Ben Yazar Suat Derviş’im

Kendini yazarak gerçeklemeyi göze alan bir kadının örnek alınası öyküsüne de dikkat çeken sergi, hak ettiği ilginin sonunda Suat Derviş’e verilmesi için bir fırsat.

Nurduran Duman

“Ben yazar Suat Derviş’im”. İlk bakışta ekmeğini yazarlıktan kazanan bir yaşamın zorluğunu görmemizi salık verebilecek bu söz, bir zamanlar kadınların çok az -neredeyse hiç- yer edinebildiği yazın dünyası koşullarında, kendini yazarak düşünerek gerçeklemeyi göze alan bir kadının örnek alınası öyküsüne dikkatimizi çekmekte daha çok aslında. Öncü kadınlarımızdan, çok yönlü üretmiş Suat Derviş’e birçok doğrultudan bakan, “Ben Yazar Suat Derviş’im” adını taşıyan sergi de öyle. 

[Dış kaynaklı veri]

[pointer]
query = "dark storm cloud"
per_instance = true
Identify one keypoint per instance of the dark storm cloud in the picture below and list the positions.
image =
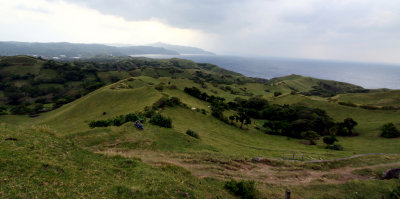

Kitaplarını yeniden yayınlama sürecine giren İthaki Yayınları’nın epeydir Suat Derviş odağında sürdürdüğü kapsayıcı çalışmaya eşlik etsin diye geliştirilen sergi “yazar, gazeteci, kadın, insan Suat Derviş”i bir arada, izleyicinin etkileşimiyle belirlenmeye açık başka yanlarını da paya katarak, sunmakta. Sergi boyunca, Derviş’in farklı kaynaklardan gün yüzüne çıkarılan güncellenmiş yaşamöyküsü, pek çok kez kesilip sıfırdan yine o kadar kez kendini var eden yazarlık yolculuğu, yaratım süreci, Cumhuriyet gibi gazeteler için yaptığı yürekli gazete röportajları, çevirileri, roman tefrikaları, öyküleri, romanları, çizgi romanları bütünleyip yenilenmekte. Bu anlamlı üretimde adanmış bir çabayla Derviş’in peşine düşen Serdar Soydan’ın katkısına değer biçilmesi güç. 

İMECE ÖRNEĞİ

Kadın Eserleri Kütüphanesi, Bilgi Merkezi Vakfı’nın katkıda bulunduğu, Ece Eldek’in grafik tasarımını yaptığı, Orhan Cem Çetin’in fotoğrafladığı sergi örnek bir imece örneği. Zilberman Gallery’nin izniyle Eşref Yıldırım’ın tuval üzerine yağlıboya, iple 2018 yılında ürettiği Suat Derviş portresi, Figen Aydıntaşbaş’ın resim ve yazının ortak temel aracı karakalem, mürekkeple çalıştığı, 2007 yılında Mavi Kum kitapçısında “Yazarın Resmi” sergisinde ilk kez yer almış desenler izleyiciyle buluşurken; Emin Çelik’in bu sergi için ürettiği enstalasyon, Suat Derviş’in eserinin sayfalarıyla, dünyada gittiği yerlerin haritasını başka bir belgeleyiş yöntemi olarak önermekte. 

Derya Ülker’in gazetelerdeki yazı ve görsellerden hareketle cama elle uyguladığı çizim ve yazılama kendi başına alımlanmaya değerken, Avrupa Pasajı’nda bulunan Sanat Kritik’in sergi mekânındaki pencerelerden görünen mimariden esinle ürettiği çalışma ise izleyen için şaşırtıcı bir algılayış, hatta etkileşim hazzı içermekte. Sergiyi ziyaret edenler, pencerelerden birinde çizilenmiş fener ile diğerindeki sayfaları açık gazeteye dikkat edebilir, doğru yönden baktıklarında dışarıdaki mimariyle de etkileşip değişebilirler.

DAKTİLO EDİLEN MEKTUPLAR

Psikanaliz, edebiyat başta olmak üzere farklı alanların bütüncül yordamıyla sanat ürünlerinin ve/veya metinlerinin okunmasının birden fazla yolunu keşfedip öne sürmek üzere yola çıkan Sanat Kritik ilk, tek odaklı, çok katmanlı, anlamlı mı anlamlı sergisiyle 30 Eylül’e değin izleyiciyi beklemekte. Yolunu Beyoğlu’ndaki Avrupa Pasajı’na düşüren ziyaretçiler, serginin etkileşimli bir parçası olarak yerleştirilmiş daktilo ile Suat Derviş’e mektup yazabilirler, diğer ziyaretçiler tarafından yazılmış ve sergiye dahil olmuş açık mektupları okuyabilirler. Sanata evet.